Weird depth buffer values

Started by
11 comments, last by Sharik 5 years, 2 months ago

Hi everyone!

Does anyone have a clue of what could be causing the depth buffer to look like this?

WeirdDepthBuffer.png.49063416c42ce563060b3d6176131344.png

I'm trying to render a single mesh of a terrain (it's easy to distinguish from the depth buffer), but it looks as if it was rendering the terrain with a weird texture on it... instead of the actual depth of the terrain.

I am clearing the depth/stencil view before that so I really have no clue of why could this happen.

Any ideas? 

"lots of shoulddas, coulddas, woulddas in the air, thinking about things they shouldda couldda wouldda donne, however all those shoulddas coulddas woulddas ran away when they saw the little did to come"
Advertisement

What are you using to actually view the depth buffer? Usually the best way to sanity check is to use the Visual Studio graphics debugger, take a snapshot, and compare what it has to what you have.

SlimDX | Ventspace Blog | Twitter | Diverse teams make better games. I am currently hiring capable C++ engine developers in Baltimore, MD.
40 minutes ago, Promit said:

What are you using to actually view the depth buffer? Usually the best way to sanity check is to use the Visual Studio graphics debugger, take a snapshot, and compare what it has to what you have.

This image is a snapshot taken from NVIDIA Nsight.

"lots of shoulddas, coulddas, woulddas in the air, thinking about things they shouldda couldda wouldda donne, however all those shoulddas coulddas woulddas ran away when they saw the little did to come"

Here's another one of the DepthBuffer with the mesh wireframe overlapped for comparison.. 

WeirdDepthBufferWithWireframe.png.19da73e33cf07673ac552c9062e4451a.png

There seems to be a pattern with some vertices, at first I thought it might had to do with a wrong winding order of some triangles, but I have set D3D11_CULL_NONE, so if that was the case it should be drawing them regardless.

"lots of shoulddas, coulddas, woulddas in the air, thinking about things they shouldda couldda wouldda donne, however all those shoulddas coulddas woulddas ran away when they saw the little did to come"

I find it hard to believe the depth buffer actually has values in it that represent this pattern. More likely it's some a failed visualisation of the data. Perhaps something to do with interpreting floats as uints or via versa, or maybe a quirk related to how Nsight is dealing with a 24-bit depth buffer?

Have you tried another Graphics Debugger such as RenderDoc or Intel GPA?

Adam Miles - Principal Software Development Engineer - Microsoft Xbox Advanced Technology Group

18 hours ago, ajmiles said:

Have you tried another Graphics Debugger such as RenderDoc or Intel GPA?

thanks ajmiles,

Yes, the depth buffer is consistent across NVidia NSight, Intel GPA and RenderDoc... and needless to say, the application renders the terrain generating holes randomly everywhere while moving the camera (i.e. they're not fixed for a different point of view).

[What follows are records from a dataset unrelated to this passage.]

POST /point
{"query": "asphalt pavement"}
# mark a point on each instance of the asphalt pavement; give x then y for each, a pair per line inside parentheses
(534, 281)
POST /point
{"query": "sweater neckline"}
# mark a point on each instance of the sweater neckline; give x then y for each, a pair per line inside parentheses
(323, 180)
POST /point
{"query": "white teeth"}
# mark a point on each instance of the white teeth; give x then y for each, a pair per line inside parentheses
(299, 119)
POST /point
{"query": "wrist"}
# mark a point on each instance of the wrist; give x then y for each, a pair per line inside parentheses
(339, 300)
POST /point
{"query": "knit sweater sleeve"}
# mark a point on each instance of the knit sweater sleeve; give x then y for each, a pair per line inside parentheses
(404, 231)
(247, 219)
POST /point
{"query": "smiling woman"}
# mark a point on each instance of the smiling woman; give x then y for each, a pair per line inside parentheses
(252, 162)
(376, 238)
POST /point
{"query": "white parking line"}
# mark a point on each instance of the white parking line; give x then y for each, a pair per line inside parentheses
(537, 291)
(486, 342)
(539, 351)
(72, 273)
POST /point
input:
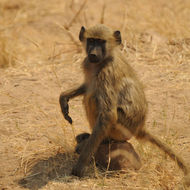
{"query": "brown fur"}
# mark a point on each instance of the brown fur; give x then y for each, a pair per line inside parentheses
(114, 99)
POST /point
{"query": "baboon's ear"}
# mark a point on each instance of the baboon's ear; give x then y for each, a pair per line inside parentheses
(117, 36)
(81, 34)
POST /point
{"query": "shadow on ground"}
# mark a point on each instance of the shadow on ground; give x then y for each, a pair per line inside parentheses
(57, 167)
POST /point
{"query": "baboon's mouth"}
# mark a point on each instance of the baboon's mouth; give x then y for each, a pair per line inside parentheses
(93, 58)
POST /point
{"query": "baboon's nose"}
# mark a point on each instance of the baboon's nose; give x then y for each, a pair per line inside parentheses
(93, 58)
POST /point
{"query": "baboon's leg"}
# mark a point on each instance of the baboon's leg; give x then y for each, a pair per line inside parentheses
(64, 98)
(98, 134)
(81, 141)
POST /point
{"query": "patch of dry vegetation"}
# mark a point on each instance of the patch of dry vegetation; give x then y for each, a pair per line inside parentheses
(41, 53)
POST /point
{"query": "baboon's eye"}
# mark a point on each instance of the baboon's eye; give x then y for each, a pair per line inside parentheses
(101, 41)
(91, 40)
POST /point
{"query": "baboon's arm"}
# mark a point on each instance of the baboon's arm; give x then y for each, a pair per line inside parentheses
(64, 99)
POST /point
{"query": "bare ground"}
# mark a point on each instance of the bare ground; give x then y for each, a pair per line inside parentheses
(39, 59)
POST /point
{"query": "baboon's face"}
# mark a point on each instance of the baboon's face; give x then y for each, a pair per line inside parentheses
(99, 41)
(95, 49)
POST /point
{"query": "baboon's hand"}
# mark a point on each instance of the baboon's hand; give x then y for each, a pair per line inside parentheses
(65, 108)
(77, 171)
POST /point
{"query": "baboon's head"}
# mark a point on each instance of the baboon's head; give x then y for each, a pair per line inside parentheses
(99, 42)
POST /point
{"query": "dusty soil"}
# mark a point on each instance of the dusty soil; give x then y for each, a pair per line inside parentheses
(42, 58)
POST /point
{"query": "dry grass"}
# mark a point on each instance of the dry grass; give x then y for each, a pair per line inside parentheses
(40, 51)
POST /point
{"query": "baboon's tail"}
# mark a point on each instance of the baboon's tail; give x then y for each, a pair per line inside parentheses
(149, 137)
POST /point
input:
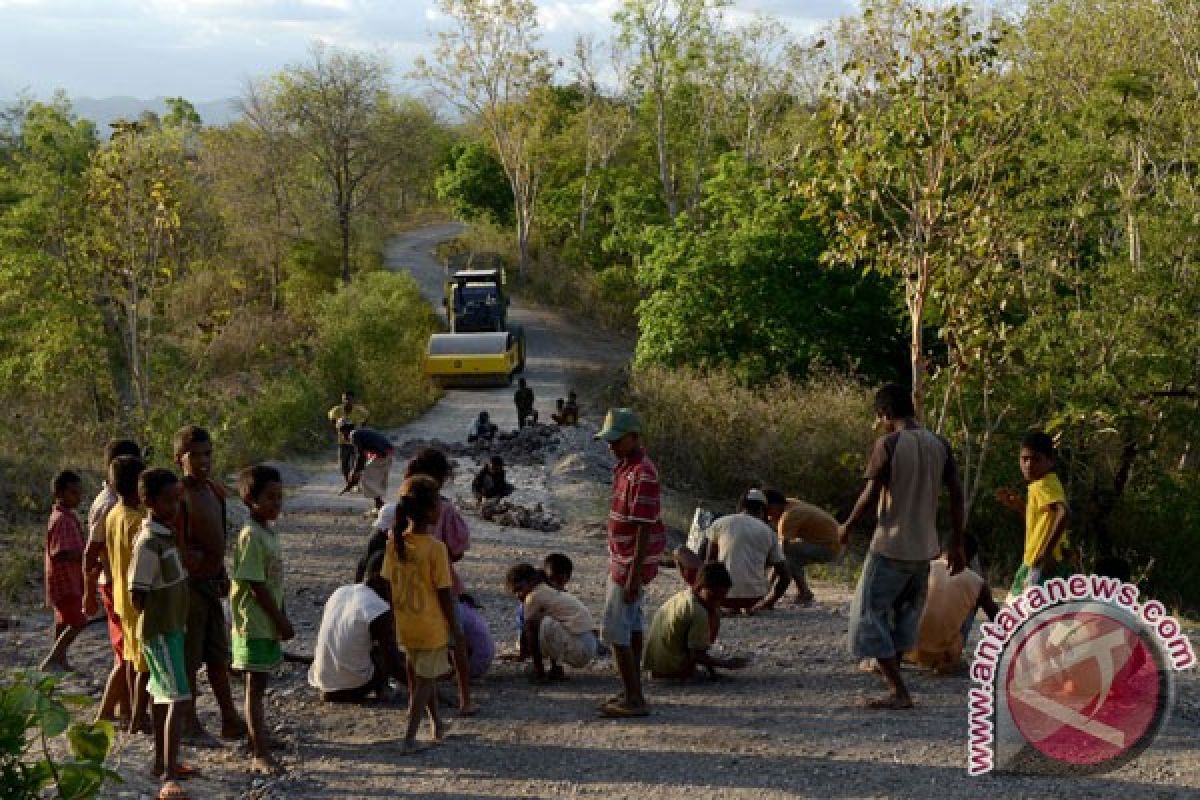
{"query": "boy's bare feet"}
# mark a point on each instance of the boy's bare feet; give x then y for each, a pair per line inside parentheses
(264, 765)
(233, 729)
(412, 747)
(889, 703)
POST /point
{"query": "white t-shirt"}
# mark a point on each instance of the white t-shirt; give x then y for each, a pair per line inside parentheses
(342, 657)
(745, 546)
(568, 609)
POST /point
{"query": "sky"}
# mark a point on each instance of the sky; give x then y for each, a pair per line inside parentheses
(205, 49)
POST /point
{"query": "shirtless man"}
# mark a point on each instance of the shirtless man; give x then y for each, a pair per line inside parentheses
(201, 529)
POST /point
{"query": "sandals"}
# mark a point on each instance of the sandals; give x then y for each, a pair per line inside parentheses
(172, 791)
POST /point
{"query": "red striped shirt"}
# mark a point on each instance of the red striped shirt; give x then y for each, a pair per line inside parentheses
(635, 503)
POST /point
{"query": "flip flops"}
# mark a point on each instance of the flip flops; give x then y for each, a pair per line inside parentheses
(619, 710)
(172, 791)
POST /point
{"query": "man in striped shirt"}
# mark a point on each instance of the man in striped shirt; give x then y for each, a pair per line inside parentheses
(636, 539)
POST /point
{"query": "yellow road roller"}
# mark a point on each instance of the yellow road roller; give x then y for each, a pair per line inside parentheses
(474, 359)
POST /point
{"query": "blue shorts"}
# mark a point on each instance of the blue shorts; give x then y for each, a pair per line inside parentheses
(622, 619)
(886, 612)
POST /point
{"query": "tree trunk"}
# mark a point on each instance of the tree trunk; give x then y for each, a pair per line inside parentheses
(664, 161)
(343, 223)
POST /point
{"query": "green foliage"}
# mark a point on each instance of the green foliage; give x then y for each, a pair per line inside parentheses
(34, 711)
(714, 435)
(371, 337)
(474, 185)
(745, 290)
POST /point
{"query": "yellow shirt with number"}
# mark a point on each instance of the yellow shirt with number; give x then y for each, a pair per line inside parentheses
(420, 624)
(1043, 494)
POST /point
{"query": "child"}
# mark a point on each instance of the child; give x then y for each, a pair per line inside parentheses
(679, 632)
(115, 699)
(1045, 513)
(121, 528)
(159, 590)
(259, 623)
(202, 537)
(64, 567)
(418, 567)
(557, 625)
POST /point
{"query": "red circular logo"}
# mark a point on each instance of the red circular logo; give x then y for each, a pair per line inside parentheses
(1084, 689)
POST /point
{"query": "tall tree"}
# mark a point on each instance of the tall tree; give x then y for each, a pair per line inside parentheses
(341, 114)
(491, 66)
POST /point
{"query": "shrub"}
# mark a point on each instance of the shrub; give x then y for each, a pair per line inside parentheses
(713, 435)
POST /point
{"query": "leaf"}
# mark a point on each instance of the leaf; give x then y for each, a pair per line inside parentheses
(91, 741)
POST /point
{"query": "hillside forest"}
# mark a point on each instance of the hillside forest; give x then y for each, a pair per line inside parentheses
(1000, 209)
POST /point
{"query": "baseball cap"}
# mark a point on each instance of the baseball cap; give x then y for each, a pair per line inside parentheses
(617, 423)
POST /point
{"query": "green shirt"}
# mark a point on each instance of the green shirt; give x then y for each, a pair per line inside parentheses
(157, 570)
(257, 558)
(678, 626)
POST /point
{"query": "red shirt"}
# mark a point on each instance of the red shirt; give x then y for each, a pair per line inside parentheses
(635, 503)
(64, 534)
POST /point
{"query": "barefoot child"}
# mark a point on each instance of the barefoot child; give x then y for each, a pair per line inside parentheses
(259, 623)
(418, 567)
(1045, 513)
(202, 536)
(64, 567)
(121, 529)
(557, 626)
(679, 636)
(97, 578)
(159, 590)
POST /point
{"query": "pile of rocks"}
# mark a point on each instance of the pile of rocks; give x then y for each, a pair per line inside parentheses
(526, 447)
(513, 515)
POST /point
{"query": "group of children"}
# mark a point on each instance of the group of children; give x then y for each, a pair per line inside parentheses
(155, 558)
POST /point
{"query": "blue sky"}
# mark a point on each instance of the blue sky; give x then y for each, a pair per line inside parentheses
(204, 49)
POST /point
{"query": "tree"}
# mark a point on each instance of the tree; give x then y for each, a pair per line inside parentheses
(912, 152)
(340, 113)
(491, 67)
(474, 185)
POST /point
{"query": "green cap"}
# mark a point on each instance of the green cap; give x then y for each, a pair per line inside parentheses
(618, 422)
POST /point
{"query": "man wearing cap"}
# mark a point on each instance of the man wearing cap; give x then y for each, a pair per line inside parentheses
(355, 414)
(373, 455)
(636, 539)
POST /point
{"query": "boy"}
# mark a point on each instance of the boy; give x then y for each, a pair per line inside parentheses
(905, 475)
(259, 623)
(354, 413)
(202, 537)
(97, 578)
(355, 651)
(491, 482)
(557, 626)
(678, 638)
(1045, 513)
(121, 529)
(159, 590)
(372, 465)
(64, 569)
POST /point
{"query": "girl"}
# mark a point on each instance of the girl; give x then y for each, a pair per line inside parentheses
(418, 567)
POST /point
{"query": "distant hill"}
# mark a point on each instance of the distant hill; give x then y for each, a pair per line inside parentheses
(106, 109)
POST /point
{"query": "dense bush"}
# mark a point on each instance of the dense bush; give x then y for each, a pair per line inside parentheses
(711, 434)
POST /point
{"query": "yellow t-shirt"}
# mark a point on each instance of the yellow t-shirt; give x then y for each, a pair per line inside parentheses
(1043, 493)
(121, 528)
(358, 415)
(809, 523)
(420, 624)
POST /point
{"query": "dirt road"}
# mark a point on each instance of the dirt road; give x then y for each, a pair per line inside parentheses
(786, 727)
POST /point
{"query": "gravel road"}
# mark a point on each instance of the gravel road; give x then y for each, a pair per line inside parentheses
(786, 727)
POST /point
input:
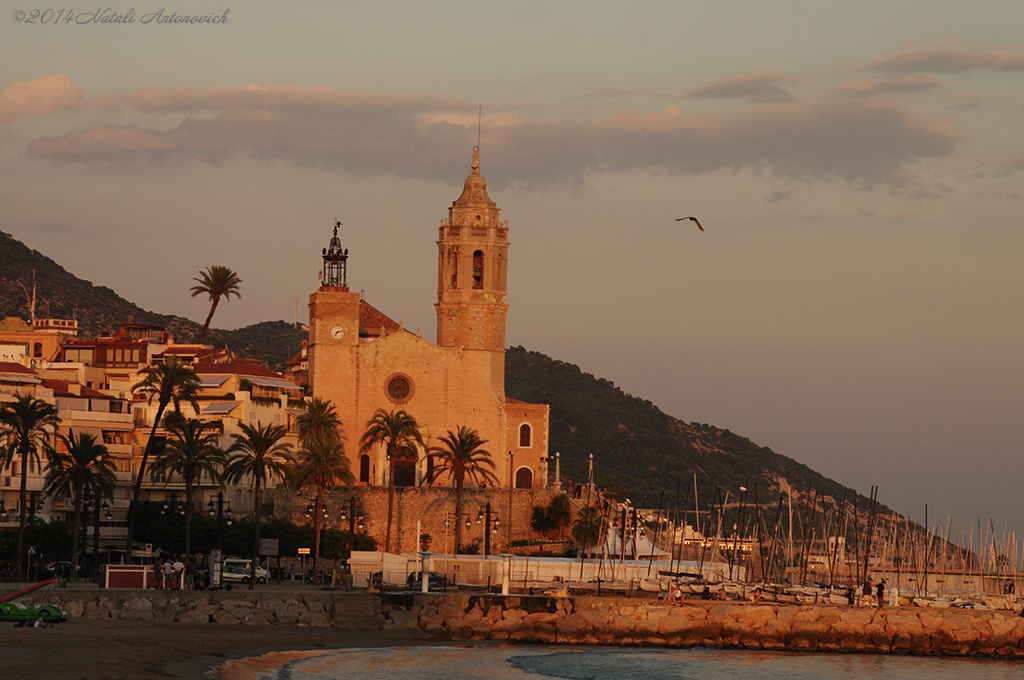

"lots of shoulddas, coulddas, woulddas in the air, thinking about things they shouldda couldda wouldda donne, however all those shoulddas coulddas woulddas ran away when they saw the little did to come"
Just now, jakovo said:

thanks ajmiles,

Yes, the depth buffer is consistent across NVidia NSight, Intel GPA and RenderDoc... and needless to say, the application renders the terrain generating holes randomly everywhere while moving the camera (i.e. they're not fixed for a different point of view).

Maybe you could share a RenderDoc capture?

Adam Miles - Principal Software Development Engineer - Microsoft Xbox Advanced Technology Group

What is your near/far Z values?

.:vinterberg:.

Thanks everyone for your answers,

So, I finally found the problem... it was that the terrain mesh (which is being proceduarlly generated) had the values for the vertices' position attribute (in local-space) around the millions, so looks like that was driving the GPU crazy... just forced it to stay in the thousands and everything worked as expected.

(Interesting though, on Intel HD 4600 graphics there was no rendering issue)

 

Oh well, i'm just leaving the answer here if anyone else runs in such a weird behavior.

"lots of shoulddas, coulddas, woulddas in the air, thinking about things they shouldda couldda wouldda donne, however all those shoulddas coulddas woulddas ran away when they saw the little did to come"
1 hour ago, jakovo said:

Thanks everyone for your answers,

So, I finally found the problem... it was that the terrain mesh (which is being proceduarlly generated) had the values for the vertices' position attribute (in local-space) around the millions, so looks like that was driving the GPU crazy... just forced it to stay in the thousands and everything worked as expected.

(Interesting though, on Intel HD 4600 graphics there was no rendering issue)

 

Oh well, i'm just leaving the answer here if anyone else runs in such a weird behavior.

It still shouldn't be causing this problem. Please post your near/far values as requested by vinterberg. A too small near value will screw up your depth precision. Better to fix the problem at the source than patching it.

This topic is closed to new replies.